While researchers have long recognized individual differences in response to environmental cues such as stress, identifying the genetic and physiological basis for these individual differences has eluded scientists. Although he emphasizes that much more research remains to be done on the role of mitochondria on human behavior, Wallace postulates that the current study indicates that an important reason for our limited progress in understanding the genetic and biologic basis of psychology is our lack of appreciation for the importance of systematic alterations in energetic metabolism. "The brain, constituting only 2 percent of human body weight, consumes 20 percent of the body's energy," he said. "Hence, mild variations in mitochondrial bioenergetics will have significant effects on the brain."

It is well known that frequently activating stress responses can inflict long-term damage in mammals and humans. Under the framework of mind-body connections, stress researchers refer to allostatic load: the cumulative wear and tear on the body that can result in both psychological disorders and human diseases such as diabetes and age-related cognitive decline.

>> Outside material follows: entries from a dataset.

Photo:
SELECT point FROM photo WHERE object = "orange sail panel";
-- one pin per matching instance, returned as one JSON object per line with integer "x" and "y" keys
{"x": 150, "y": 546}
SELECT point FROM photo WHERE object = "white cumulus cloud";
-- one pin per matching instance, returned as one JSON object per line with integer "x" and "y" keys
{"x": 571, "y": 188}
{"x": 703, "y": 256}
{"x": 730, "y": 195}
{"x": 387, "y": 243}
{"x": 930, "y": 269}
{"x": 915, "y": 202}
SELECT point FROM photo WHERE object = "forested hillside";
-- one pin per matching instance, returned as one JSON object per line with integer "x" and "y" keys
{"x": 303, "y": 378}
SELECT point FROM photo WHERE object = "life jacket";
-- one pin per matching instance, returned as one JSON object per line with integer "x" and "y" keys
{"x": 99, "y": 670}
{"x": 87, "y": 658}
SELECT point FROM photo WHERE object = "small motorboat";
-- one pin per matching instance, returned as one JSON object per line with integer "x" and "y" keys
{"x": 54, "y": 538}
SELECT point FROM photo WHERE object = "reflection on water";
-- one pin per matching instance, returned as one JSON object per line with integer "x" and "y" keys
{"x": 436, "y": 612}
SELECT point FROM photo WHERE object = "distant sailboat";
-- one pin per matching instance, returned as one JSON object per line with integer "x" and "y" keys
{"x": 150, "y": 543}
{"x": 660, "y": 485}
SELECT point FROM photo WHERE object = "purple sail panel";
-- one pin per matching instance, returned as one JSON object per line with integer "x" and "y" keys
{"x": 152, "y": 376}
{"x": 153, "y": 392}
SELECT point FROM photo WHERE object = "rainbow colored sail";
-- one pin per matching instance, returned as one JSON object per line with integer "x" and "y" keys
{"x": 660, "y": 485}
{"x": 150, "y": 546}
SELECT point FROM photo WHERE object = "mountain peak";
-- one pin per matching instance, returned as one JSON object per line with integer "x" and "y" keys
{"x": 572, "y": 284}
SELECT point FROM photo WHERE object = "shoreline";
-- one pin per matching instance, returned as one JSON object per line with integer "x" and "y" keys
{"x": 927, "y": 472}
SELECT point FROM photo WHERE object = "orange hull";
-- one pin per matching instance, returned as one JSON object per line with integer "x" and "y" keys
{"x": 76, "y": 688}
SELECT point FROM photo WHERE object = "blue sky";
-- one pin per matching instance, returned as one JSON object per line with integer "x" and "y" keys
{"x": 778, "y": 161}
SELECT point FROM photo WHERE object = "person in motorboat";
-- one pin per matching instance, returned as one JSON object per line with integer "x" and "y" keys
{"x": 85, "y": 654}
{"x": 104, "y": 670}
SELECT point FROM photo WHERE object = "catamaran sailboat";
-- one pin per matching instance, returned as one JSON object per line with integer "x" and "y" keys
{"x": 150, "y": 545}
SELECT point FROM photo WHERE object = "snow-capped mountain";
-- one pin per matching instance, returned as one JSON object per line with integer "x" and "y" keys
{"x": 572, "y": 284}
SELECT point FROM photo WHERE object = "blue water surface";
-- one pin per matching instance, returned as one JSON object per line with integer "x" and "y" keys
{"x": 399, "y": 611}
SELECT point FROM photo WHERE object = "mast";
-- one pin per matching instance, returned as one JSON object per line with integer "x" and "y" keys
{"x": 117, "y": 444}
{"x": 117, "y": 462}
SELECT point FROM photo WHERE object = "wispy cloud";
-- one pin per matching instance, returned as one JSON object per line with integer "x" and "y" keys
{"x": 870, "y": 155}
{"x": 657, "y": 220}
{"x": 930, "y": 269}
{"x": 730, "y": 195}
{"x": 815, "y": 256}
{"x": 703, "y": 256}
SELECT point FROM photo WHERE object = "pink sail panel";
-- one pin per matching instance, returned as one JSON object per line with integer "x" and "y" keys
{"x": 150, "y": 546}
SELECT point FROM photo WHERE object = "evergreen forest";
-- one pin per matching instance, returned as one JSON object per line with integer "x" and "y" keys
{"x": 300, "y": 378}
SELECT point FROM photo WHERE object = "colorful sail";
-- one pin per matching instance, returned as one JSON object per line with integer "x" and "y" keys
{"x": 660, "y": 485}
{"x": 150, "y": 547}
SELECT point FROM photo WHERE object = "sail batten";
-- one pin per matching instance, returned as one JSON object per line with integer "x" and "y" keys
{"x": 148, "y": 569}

As Wallace and associates point out, "Scientists have long known that stressful experiences, on their own, do not cause disease; it's our responses to stress that have the potential to culminate in disease." They conclude, "In this emerging paradigm, mitochondria are at the interface of genetic and environmental factors contributing to disease trajectories."

One implication of this new study, said Wallace, is that identifying the altered mitochondrial states associated with neuropsychiatric diseases may help suggest new therapies. These may permit physicians to more effectively ameliorate the effects of environmental stressors on human health. This could make people more resilient in environmental changes, reduce the long-term burden of stress-related diseases and produce more effective therapies for psychiatric disorders.

Wallace concludes, "While human differences in behavior and its relation to predisposition to mental illness as well as to a wide varied of pediatric and adult neurological diseases has been the subject of intense investigations for over a century, we still have a rudimentary understanding of the physiological, genetic, and environmental factors that mediate mental health and illness. Our recent papers strongly suggest that by reorienting our investigations from the anatomy of the brain and brain-specific genes to the mitochondria and the bioenergetics genes, we may have a more productive conceptual framework to understand neuropsychiatric disease. If so, this will spawn a whole new generation of neuropsychiatric therapeutics."